Il mais è un cereale fondamentale per l’alimentazione animale e la produzione zootecnica, con particolare riferimento alle produzioni d’eccellenza dei formaggi e salumi Dop. Lo è insieme alla soia che, come il mais, viene massicciamente importata e che, sempre come il mais, ha conosciuto di recente rilevanti aumenti di prezzo (706,75 euro/t nella quarta settimana di marzo, +11% su base mensile). A proposito degli effetti della guerra in Ucraina, Ismea ha chiaramente parlato dell’alimentazione animale come “il settore più colpito per l’Italia”. Di conseguenza a soffrire è anche la zootecnia, gravata come tutta la manifattura dagli aumenti degli input produttivi. Anche questo comparto ha bisogno di interventi e riforme per assicurarsi prospettive migliori: “Le notizie che vengono dall’Europa non sono positive con la nuova proposta di direttiva che estende una serie di pesanti oneri burocratici a quasi tutti gli allevamenti dei settori suinicolo, avicolo e bovino che vengono considerati alla stregua di stabilimenti industriali e dovranno sottostare a rigide norme in materia di controlli ed autorizzazione con livelli di burocrazia e costi insostenibili soprattutto per alcune realtà marginali situate nelle aree interne”, spiega Cremonini. “Serve la massima responsabilità delle istituzioni ed è fondamentare garantire, anche alla luce del fatto che siamo un Paese importatore netto, che le regole siano sempre valide per tutti i Paesi produttori e siano soprattutto sempre uguali per tutti”.

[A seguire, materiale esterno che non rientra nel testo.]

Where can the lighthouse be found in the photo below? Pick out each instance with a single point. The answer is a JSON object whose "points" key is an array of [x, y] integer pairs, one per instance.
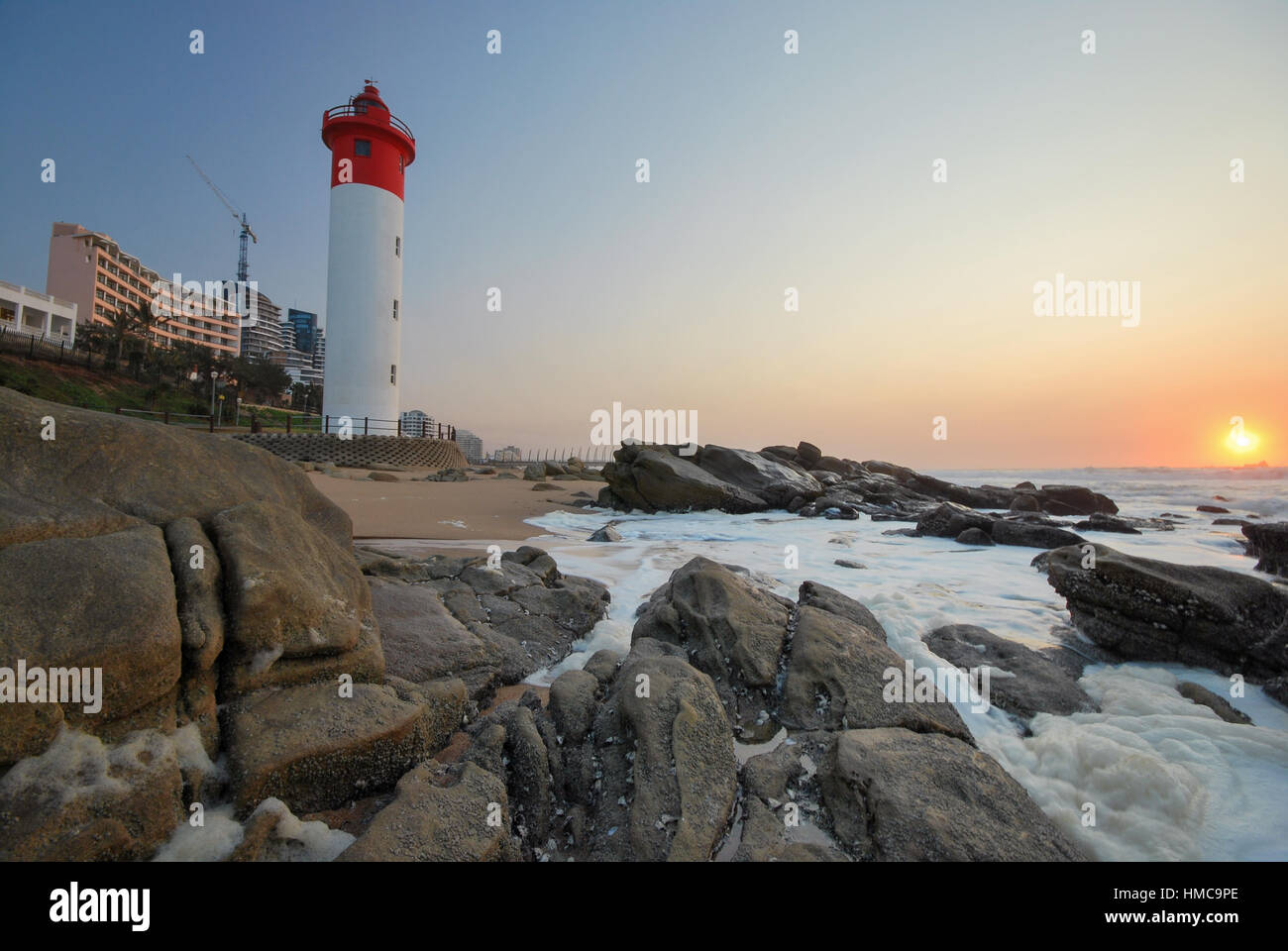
{"points": [[370, 154]]}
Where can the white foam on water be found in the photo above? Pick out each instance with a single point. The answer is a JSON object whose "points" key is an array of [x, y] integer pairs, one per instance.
{"points": [[1168, 779]]}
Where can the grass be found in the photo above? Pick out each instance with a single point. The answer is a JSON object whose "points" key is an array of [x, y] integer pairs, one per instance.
{"points": [[106, 390]]}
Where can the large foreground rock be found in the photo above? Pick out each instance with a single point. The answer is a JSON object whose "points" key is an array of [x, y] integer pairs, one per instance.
{"points": [[101, 472], [81, 800], [1269, 543], [763, 476], [101, 603], [1021, 681], [656, 480], [898, 795], [441, 813], [1147, 609]]}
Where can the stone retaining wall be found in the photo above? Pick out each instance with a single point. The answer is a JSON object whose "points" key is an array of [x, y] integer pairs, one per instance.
{"points": [[361, 450]]}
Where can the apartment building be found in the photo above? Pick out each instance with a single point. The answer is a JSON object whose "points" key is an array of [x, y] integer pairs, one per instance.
{"points": [[37, 315], [91, 270]]}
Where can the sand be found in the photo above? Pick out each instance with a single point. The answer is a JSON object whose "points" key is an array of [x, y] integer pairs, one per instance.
{"points": [[484, 508]]}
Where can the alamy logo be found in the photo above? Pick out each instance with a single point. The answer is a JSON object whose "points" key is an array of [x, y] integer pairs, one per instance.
{"points": [[53, 686], [666, 427], [189, 298], [1065, 298], [925, 686], [102, 904]]}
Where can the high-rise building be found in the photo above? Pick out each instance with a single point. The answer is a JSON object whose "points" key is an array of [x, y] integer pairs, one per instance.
{"points": [[262, 334], [305, 328], [417, 423], [370, 153], [89, 269], [471, 445]]}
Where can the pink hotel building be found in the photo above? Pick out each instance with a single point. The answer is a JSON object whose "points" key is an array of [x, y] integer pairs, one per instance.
{"points": [[90, 269]]}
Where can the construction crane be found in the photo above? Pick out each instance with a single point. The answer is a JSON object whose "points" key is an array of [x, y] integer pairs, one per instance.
{"points": [[243, 269]]}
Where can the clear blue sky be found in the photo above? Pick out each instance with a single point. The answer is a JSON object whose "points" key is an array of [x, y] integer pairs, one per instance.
{"points": [[768, 171]]}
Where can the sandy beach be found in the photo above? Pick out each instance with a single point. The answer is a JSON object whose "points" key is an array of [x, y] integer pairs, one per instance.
{"points": [[482, 508]]}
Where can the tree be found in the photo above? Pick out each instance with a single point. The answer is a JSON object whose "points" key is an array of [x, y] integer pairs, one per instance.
{"points": [[147, 321], [121, 325]]}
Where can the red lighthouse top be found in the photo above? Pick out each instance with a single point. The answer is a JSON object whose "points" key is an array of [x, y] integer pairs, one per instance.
{"points": [[369, 145]]}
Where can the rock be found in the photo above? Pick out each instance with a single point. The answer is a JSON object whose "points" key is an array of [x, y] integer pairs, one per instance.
{"points": [[603, 665], [424, 642], [288, 590], [314, 749], [683, 762], [1212, 701], [1074, 500], [106, 472], [441, 813], [653, 480], [1008, 532], [1024, 501], [1038, 685], [974, 536], [812, 594], [1269, 541], [730, 630], [1155, 611], [836, 676], [106, 602], [897, 795], [198, 589], [572, 702], [84, 801]]}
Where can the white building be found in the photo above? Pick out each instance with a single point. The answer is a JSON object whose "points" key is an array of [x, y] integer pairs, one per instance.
{"points": [[370, 151], [471, 445], [37, 315]]}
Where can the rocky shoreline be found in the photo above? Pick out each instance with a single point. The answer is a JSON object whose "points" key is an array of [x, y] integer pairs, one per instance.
{"points": [[312, 698]]}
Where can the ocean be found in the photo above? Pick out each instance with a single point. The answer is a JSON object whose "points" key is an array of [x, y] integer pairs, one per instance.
{"points": [[1168, 779]]}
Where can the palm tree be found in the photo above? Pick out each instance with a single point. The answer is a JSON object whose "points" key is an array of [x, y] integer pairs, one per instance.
{"points": [[121, 325]]}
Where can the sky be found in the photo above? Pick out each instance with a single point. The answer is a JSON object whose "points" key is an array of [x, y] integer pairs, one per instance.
{"points": [[767, 170]]}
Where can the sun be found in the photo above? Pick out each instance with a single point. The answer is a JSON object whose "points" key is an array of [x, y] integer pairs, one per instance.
{"points": [[1241, 441]]}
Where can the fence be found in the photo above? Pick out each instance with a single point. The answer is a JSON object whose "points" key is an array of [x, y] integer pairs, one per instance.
{"points": [[179, 419], [56, 348], [368, 425]]}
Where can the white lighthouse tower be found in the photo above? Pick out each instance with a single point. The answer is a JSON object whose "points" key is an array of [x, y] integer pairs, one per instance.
{"points": [[370, 154]]}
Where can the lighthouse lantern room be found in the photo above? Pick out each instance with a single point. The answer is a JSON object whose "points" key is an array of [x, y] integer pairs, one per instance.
{"points": [[370, 154]]}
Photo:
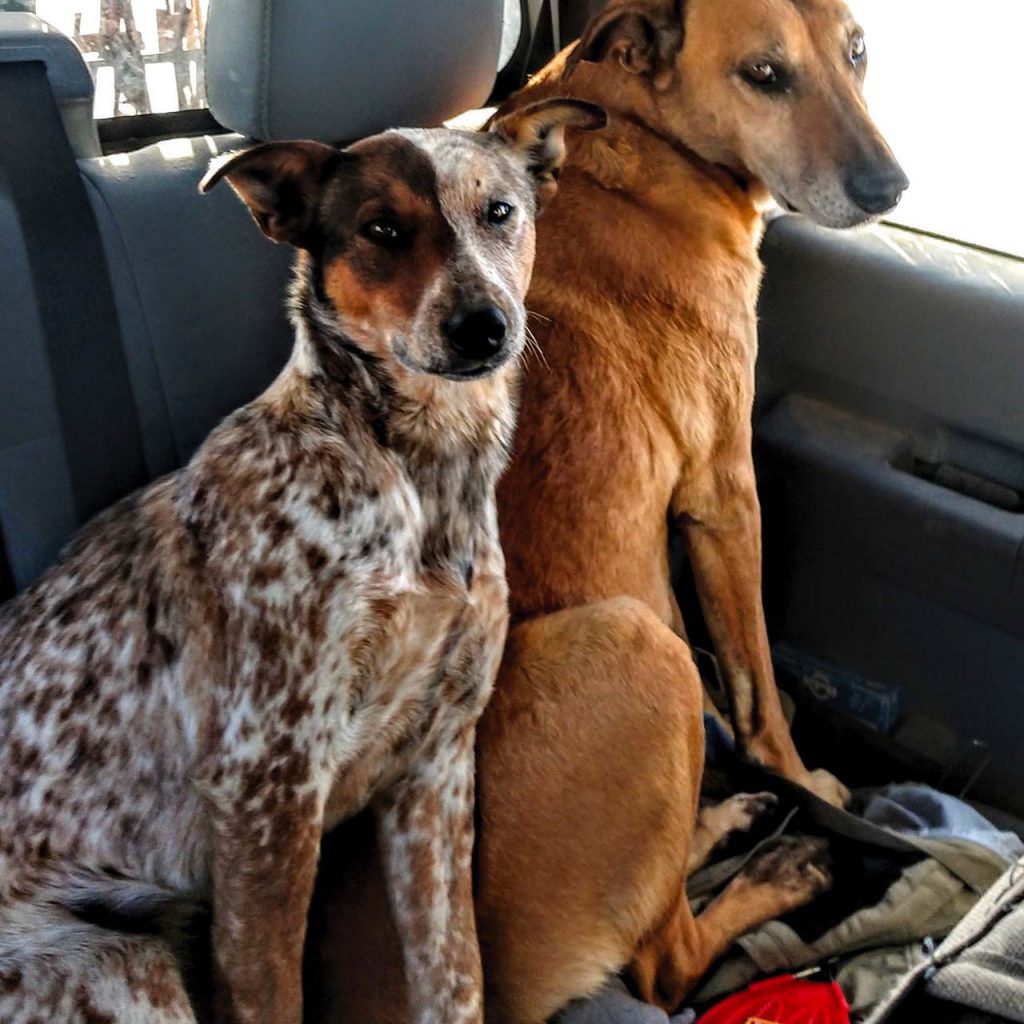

“È necessario – conclude il rappresentante dei Consorzi agrari d’Italia – che si prenda coscienza del valore di questo settore per gli allevatori, per i consumatori e per l’indotto. Il sistema di allevamento italiano che per sicurezza, sostenibilità e qualità non ha eguali al mondo, si è consolidato anche grazie a iniziative di valorizzazione messe in campo dagli allevatori, con l’adozione di forme di alimentazione controllata, riduzione dei farmaci, disciplinari di allevamento restrittivi, sistemi di rintracciabilità elettronica e forme di vendita diretta, che non possono essere messi assolutamente in discussione”.